МОСКОВСКИЙ ТЕАТР "СОВРЕМЕННИК"
афиша | спектакли | премьеры | труппа | история | план зала
как нас найти | новости | форум "Современника" | заказ билетов
Михаил Кононов
ГОЛАЯ ПИОНЕРКА

Версия для печати

Налет валькирии
"Голая пионерка" Михаила Кононова в Современнике

Ближе к финалу в действе режиссера Кирилла Серебренникова прозвучала, по-моему, ключевая фраза: "Иконы нет, а молиться надо". Соответственно можно написать и новый лик потенциальной Богородицы. С кого? Да хотя бы с малолетней "дочери полка" Маши Мухиной, к которой солдаты, офицеры и генералы испытывают далеко не отеческие чувства. Она же, замороченная гипнотическими советскими лозунгами, песнями и пионерскими речевками, "всегда готова" своеобразным образом поднять боевой дух солдат, пусть и немало при этом мучаясь.

Собственно, спектакль Серебренникова, поставленный на Другой сцене Современника, складывается как бы из трех основных компонентов. Это, во-первых, роман Михаила Кононова "Голая пионерка", давший импульс режиссерской фантазии и трансформировавшийся притом в одноименную пьесу Ксении Драгунской в соавторстве с самим Серебренниковым. Во-вторых, вышеупомянутая режиссерская фантазия, воплотившаяся в череду мистическо-цирковых, культово-обрядовых и прочих эпизодов. И последнее, а, по сути, главное - Чулпан Хаматова в роли Маши Мухиной.

Прихотливо-многословный и тематически, а также лексически рискованный роман Кононова, как известно, более десяти лет пробивался к читателю. В свою очередь, Кирилл Серебренников тоже не один год обивал пороги театров с идеей постановки, пока на нее не отважился Современник. Премьера случилась аккурат за два месяца до юбилея Победы, что формально позволяет включить ее в круг "датских" спектаклей". И одновременно может дать повод для псевдопатриотических тревог по случаю "осквернения идеалов" и т.п. Но тут сразу хочется сказать: ревнителей нравственной чистоты просят не беспокоиться. Если в авторском подзаголовке к роману можно прочитать: "Батально-эротическая феерия... с чистой любовью и грязным сексом...", то у Серебренникова остается только "чистая любовь". Его спектакль столь целомудрен, чист и трагически-сентиментален, а "голая" пионерка полностью одета по нормам военного времени, что можно только удивляться, сколько сил потрачено на виртуозное подавление всяческой "порнографии".

Нервная монологическая вязь романа переложена Драгунской и Серебренниковым на действенно-зрелищные эпизоды, в которых намешано все - соцарт, цирк, кино, мистерия, вертеп, балаган, психология, клоунада.

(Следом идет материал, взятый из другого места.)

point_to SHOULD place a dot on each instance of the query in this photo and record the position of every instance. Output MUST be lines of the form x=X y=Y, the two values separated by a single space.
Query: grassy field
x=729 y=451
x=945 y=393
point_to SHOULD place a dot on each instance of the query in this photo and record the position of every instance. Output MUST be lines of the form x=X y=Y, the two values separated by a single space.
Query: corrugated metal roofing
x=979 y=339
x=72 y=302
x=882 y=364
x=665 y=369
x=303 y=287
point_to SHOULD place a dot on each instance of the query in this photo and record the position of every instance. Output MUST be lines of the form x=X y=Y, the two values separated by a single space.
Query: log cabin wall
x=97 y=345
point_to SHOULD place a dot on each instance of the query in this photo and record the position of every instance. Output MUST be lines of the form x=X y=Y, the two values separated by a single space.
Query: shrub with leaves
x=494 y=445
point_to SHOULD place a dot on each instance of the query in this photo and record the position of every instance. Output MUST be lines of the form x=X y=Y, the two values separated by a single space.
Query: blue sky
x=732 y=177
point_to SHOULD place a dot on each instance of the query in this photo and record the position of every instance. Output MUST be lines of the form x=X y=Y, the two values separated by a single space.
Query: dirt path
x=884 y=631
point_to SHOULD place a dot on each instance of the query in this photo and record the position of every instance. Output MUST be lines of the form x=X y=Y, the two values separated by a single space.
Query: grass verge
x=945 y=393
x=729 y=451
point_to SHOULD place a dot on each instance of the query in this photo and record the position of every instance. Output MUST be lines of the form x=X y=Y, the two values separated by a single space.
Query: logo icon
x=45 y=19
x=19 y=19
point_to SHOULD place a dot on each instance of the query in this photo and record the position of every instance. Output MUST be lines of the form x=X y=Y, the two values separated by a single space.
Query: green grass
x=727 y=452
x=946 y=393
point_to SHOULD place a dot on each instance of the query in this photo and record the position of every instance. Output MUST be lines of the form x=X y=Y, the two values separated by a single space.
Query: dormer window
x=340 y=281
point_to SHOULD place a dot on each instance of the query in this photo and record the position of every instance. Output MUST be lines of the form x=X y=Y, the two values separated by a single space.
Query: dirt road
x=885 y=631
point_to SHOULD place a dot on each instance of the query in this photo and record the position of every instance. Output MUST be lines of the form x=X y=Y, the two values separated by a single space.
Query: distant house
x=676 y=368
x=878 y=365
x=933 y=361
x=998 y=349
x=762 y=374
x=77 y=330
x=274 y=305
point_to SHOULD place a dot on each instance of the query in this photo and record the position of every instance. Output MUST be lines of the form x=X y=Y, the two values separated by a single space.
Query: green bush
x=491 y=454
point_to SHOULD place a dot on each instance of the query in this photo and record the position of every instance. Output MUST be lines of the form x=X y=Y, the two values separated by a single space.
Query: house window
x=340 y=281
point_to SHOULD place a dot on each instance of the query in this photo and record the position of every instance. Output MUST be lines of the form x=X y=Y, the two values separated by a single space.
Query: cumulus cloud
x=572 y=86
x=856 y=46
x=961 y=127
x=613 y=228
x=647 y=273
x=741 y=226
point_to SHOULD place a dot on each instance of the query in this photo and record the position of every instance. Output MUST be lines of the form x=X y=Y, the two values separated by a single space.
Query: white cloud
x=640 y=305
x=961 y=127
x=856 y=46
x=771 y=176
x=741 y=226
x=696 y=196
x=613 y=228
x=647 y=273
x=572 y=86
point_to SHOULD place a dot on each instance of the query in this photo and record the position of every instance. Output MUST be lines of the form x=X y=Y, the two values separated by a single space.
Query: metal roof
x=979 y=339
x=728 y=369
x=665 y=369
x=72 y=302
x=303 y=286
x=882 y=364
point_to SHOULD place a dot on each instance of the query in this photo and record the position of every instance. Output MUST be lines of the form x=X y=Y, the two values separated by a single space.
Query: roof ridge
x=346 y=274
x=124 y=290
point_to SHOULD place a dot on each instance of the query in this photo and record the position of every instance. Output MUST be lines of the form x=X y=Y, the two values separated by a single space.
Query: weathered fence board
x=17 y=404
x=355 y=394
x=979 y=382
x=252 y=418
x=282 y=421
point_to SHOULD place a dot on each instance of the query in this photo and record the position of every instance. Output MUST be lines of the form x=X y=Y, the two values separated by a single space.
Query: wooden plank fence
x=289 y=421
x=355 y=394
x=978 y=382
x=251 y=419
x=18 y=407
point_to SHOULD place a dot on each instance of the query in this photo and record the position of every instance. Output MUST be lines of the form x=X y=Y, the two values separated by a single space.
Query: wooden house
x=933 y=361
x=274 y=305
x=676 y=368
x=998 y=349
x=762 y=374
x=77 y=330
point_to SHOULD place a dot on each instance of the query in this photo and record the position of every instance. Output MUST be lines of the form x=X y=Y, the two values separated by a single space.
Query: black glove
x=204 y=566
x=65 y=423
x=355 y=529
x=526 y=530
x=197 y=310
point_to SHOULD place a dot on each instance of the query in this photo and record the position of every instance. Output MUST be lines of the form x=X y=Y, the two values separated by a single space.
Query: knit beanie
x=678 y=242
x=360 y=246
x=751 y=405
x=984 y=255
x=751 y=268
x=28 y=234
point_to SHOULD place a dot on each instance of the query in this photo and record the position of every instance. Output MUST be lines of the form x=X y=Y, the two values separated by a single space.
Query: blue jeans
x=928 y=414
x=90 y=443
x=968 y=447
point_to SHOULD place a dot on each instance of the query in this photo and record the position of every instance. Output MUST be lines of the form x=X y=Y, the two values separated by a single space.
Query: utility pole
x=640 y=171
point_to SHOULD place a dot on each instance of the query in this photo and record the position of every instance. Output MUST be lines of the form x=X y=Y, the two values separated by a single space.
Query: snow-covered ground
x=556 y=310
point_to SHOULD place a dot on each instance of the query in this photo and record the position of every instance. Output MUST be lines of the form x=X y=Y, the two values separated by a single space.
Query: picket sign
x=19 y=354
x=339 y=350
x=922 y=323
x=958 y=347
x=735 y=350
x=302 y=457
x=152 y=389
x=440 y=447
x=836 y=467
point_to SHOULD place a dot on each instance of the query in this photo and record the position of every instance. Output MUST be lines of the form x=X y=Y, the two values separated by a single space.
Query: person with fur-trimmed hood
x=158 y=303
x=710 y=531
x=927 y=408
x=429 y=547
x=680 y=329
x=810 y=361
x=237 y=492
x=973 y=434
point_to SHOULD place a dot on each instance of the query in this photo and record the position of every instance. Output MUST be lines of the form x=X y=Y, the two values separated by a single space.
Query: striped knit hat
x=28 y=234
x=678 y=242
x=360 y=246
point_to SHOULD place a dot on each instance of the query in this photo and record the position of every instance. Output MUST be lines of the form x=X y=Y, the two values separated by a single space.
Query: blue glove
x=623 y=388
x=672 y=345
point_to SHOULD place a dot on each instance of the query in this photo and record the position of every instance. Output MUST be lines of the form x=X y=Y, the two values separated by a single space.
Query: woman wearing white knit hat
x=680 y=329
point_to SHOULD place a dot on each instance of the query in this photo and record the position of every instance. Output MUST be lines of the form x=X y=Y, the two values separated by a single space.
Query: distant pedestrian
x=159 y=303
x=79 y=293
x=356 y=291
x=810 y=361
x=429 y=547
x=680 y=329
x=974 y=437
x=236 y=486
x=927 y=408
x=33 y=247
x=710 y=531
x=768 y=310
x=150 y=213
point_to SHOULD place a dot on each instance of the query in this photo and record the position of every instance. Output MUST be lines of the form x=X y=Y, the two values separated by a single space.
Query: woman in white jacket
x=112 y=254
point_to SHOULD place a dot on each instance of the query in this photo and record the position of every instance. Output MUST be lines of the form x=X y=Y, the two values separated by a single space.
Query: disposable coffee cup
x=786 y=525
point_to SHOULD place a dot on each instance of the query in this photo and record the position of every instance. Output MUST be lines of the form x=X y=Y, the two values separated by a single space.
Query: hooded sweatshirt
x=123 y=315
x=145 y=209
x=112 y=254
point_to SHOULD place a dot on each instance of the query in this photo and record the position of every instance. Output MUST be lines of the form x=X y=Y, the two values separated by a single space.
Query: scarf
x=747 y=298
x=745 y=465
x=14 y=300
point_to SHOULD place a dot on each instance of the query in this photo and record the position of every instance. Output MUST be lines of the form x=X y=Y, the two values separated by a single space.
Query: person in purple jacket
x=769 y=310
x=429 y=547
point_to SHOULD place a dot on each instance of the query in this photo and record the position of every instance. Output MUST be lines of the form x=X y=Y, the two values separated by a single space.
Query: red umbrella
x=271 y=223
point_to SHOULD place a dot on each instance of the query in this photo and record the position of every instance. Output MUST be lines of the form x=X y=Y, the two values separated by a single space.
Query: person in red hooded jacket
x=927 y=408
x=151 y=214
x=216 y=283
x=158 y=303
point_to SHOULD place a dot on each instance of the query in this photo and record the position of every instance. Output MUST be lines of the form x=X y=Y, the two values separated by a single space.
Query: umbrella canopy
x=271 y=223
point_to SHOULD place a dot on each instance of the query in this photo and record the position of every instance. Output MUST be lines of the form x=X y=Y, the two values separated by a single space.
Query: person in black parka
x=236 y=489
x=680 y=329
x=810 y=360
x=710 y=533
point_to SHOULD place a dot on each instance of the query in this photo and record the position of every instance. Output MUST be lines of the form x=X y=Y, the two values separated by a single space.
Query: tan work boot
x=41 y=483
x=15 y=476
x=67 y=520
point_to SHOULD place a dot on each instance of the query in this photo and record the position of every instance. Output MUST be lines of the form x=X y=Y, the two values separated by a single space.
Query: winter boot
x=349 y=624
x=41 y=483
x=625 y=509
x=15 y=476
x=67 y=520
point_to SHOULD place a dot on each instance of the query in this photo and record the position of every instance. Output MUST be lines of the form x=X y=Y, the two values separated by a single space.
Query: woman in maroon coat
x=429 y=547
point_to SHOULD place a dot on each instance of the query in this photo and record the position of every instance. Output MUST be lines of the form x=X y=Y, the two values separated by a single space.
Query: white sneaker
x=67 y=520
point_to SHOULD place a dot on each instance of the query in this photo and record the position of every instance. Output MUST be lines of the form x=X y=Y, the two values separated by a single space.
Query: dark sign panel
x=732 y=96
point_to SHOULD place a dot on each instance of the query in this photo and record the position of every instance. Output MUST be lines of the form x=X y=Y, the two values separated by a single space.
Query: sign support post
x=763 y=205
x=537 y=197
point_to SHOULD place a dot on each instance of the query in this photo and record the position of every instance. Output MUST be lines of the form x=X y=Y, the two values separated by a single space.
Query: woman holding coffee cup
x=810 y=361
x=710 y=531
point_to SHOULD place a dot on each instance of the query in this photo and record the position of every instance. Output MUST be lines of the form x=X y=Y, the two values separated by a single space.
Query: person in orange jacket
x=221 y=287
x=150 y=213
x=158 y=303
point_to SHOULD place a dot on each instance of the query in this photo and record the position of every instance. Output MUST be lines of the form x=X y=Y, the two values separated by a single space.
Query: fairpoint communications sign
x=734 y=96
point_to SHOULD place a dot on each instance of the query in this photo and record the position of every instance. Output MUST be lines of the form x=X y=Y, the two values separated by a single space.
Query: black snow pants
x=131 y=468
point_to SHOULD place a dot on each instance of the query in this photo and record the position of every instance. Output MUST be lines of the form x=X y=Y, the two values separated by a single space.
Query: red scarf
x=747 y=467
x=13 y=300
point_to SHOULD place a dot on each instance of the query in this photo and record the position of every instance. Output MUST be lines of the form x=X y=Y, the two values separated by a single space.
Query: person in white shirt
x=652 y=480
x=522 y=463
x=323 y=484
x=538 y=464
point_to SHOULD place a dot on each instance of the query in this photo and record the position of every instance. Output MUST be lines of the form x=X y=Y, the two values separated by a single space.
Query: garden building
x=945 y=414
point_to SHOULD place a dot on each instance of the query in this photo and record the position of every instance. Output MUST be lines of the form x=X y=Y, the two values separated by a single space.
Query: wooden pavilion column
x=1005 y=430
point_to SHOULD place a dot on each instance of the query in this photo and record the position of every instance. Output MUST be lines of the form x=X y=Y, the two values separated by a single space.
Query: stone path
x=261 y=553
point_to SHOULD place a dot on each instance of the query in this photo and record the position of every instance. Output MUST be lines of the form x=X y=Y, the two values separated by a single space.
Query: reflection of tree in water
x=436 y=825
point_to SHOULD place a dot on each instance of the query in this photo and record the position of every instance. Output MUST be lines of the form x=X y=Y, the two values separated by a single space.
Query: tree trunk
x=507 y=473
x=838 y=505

Разножанровые и разнотональные эпизоды наскакивают друг на друга, грубо сшиваются на живую нитку и не претендуют на какую-либо стилевую цельность. Хотя направляющий целевой вектор спектакля Серебренникова угадывается без труда - режиссер сочиняет грубовато-наивное и безмерно жалостное "житие святой" великомученицы Марии (игра с сакральным именем здесь тоже присутствует).

Еще одна игра, которую уже не в первый раз затевает Серебренников, - с советской социалистической мифологией. Это было и в "Лесе", и в спектакле "Изображая жертву", есть и в "Голой пионерке". Но опять же не стоит беспокоиться - режиссер ничего не развенчивает и не разоблачает, не анализирует и не делает выводов. Просто визуально демонстрирует ностальгические приметы приснопамятного быта и бытия, которые, в частности, в "Голой пионерке" - не более чем узнаваемая "декорация". Под барабанную дробь маршируют пионеры в красных галстуках. На простыне-экране идут кадры из легендарного "Цирка" Григория Александрова с улыбающейся и поющей Любовью Орловой. Впрочем, задействованы и сказочно-давние мифы германские - советские девушки запросто обращаются в валькирий и летят над блокадным Ленинградом, над всей "страной моей родной". Которая, как известно, широка.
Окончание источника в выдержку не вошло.